S20 was at a school that graded weird. everyone passed with a 1, 2, 3, or 4 grades. And even a 3.01 would equal an A which would equal a 4.0 on the GPA - so it was confusing!

I know my daughter got a couple of A- in Math and the rest all As. Think her school gives 3.7 for an A-. No A+ allowed.

I think most schools re-grade the students onto their scale. So the college may make an a minus an a.

As for negotiating, some say you can and some say you can’t. My guess would be a lot depends on the level of school - a more known, prestigious school that has more than enough applicants would likely be less likely then a third tier that is struggling financially and cannot afford to lose revenue.

1 Like

Different schools calculate GPA differently. In the case of the OP’s D, the school calculated the scholarship according to its policies.

My S was just under the GPA requirement for the next-bigger scholarship amount at his top choice school. His acceptance included a scholarship amount. After his first semester senior year grades came in, his GPA actually met the criteria for the larger scholarship. He contacted the school, and they gave him the larger amount. Even then (class of 2010), the school was great about reviewing & updating. Now, schools are scrambling to enroll top students, so it’s quite possible that they might be willing to bend their own rules if they think a student is worth it.

1 Like

So … what if the GPA slips under the cut-off? Are the automatic GPA-based awards subject to rescission based on final senior year grades?

A scary thought I had not previously considered…

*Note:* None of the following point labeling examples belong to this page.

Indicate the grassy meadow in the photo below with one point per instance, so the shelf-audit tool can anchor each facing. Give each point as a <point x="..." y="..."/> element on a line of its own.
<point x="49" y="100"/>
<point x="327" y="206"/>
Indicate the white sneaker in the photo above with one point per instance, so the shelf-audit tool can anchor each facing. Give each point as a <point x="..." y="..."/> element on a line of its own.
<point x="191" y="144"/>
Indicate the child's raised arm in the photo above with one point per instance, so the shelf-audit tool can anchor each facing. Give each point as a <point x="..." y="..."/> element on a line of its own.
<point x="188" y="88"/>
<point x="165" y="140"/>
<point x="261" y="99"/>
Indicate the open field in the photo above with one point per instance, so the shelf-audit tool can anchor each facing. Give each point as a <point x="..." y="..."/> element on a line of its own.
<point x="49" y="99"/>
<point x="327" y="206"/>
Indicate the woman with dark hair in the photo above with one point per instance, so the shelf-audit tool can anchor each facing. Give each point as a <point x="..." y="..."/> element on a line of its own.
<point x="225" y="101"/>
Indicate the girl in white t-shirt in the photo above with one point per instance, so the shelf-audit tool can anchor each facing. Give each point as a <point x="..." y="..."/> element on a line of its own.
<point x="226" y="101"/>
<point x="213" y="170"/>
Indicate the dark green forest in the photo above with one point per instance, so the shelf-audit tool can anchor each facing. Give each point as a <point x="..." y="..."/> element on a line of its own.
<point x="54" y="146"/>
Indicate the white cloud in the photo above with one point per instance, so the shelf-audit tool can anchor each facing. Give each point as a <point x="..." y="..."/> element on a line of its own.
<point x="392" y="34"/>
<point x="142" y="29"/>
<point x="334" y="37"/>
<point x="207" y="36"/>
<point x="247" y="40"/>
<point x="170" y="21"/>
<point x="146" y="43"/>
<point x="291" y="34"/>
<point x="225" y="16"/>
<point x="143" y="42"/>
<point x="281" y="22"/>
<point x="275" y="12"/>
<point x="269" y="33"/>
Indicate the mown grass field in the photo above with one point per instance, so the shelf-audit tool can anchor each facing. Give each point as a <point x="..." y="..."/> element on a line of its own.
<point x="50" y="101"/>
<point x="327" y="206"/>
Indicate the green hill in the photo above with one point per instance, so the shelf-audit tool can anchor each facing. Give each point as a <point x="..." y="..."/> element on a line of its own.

I don’t think that schools do that - at least not any that I know of. That’s why my S asked about getting the larger award, since they don’t look at grades after awarding the initial scholarship scholarship. But it never hurts to ask about a school’s policy, to be on the safe side.

1 Like

You may be surprised. My DS got a merit award increase just by asking if he was eligible for a NMF scholarship.

4 Likes

From what I have seen over the years is the scholarship GPA requirements are hard cutoffs (there is no rounding up).
One of the things that you must take into consideration is the fine print
Is the scholarship automatically renewable
Is it renewable for the same amount of money

@bgbg4us I have never seen a 3.67 count as a 4.0

If you look at the college board a 3.67 is a B+

Is there a GPA requirement or is keeping the scholarship based on satisfactory academic progress (remember being off by .03 could very well lose your D the scholarship).

1 Like

well, thanks for sharing that. Looks like A- doesn’t equal an A for the most part.

our past school district for 18 yrs didnt have the A-; i think that’s why everyone’s GPAs were so high. including my son’s!

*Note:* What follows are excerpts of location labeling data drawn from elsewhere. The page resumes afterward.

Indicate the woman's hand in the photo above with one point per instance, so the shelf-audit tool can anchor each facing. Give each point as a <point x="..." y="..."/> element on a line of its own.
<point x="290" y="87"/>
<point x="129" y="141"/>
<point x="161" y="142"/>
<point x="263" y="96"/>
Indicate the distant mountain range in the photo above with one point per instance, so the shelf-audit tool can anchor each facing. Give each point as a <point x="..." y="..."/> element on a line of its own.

Seems doubtful. Our D has about the same GPA (and a 1520 SAT) and just got a $27k scholarship from this same school. Schools establish hard cutoffs usually on merit to preserve the sanity of admissions staff - so that they do not get caught up in negotiations on the topic with multiple parents. (Unlike need-based aid, which is given out by Financial Aid Offices, merit aid is awarded by admissions staff at nearly every school. Admissions is so swamped that schools do the best they can to keep them insulated from $ dialogs with parents…). Don’t mean to be discouraging, just trying to give you a reality based answer.

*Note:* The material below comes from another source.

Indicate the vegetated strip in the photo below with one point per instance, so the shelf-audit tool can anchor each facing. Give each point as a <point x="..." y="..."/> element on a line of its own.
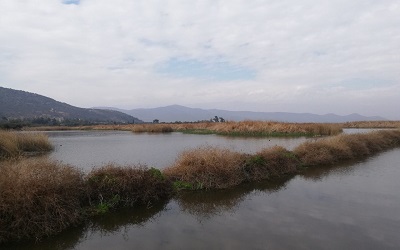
<point x="243" y="128"/>
<point x="40" y="198"/>
<point x="14" y="144"/>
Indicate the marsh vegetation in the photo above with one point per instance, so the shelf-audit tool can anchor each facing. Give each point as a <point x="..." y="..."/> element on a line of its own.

Financial aid would potentially give more money (in grant form) if your EFC (the measure they use for ability to pay) is low enough. But it would not be based on GPA if that makes sense.

In our case, fortunately, she loved University of Arizona when we visited recently, and they gave her basically free tuition. (Your daughter’s GPA will recalculate as 4.0 in Arizona based on their methodology). That gives us a for sure option for regardless of how she does on offers from the various private schools she has applied to. But USF is definitely out of the running for us at this point.

3 Likes

I’m inclined to agree and from reading their site they make a point that the scholarship numbers are non negotiable or something to that effect. Thanks for the reply and best of luck to your daughters search, sounds like she will likely have some great choices.

1 Like

I would question why the NMF wasn’t awarded by the school up front.

Not saying one shouldn’t try. But I wouldn’t expect an increase from a brand name school.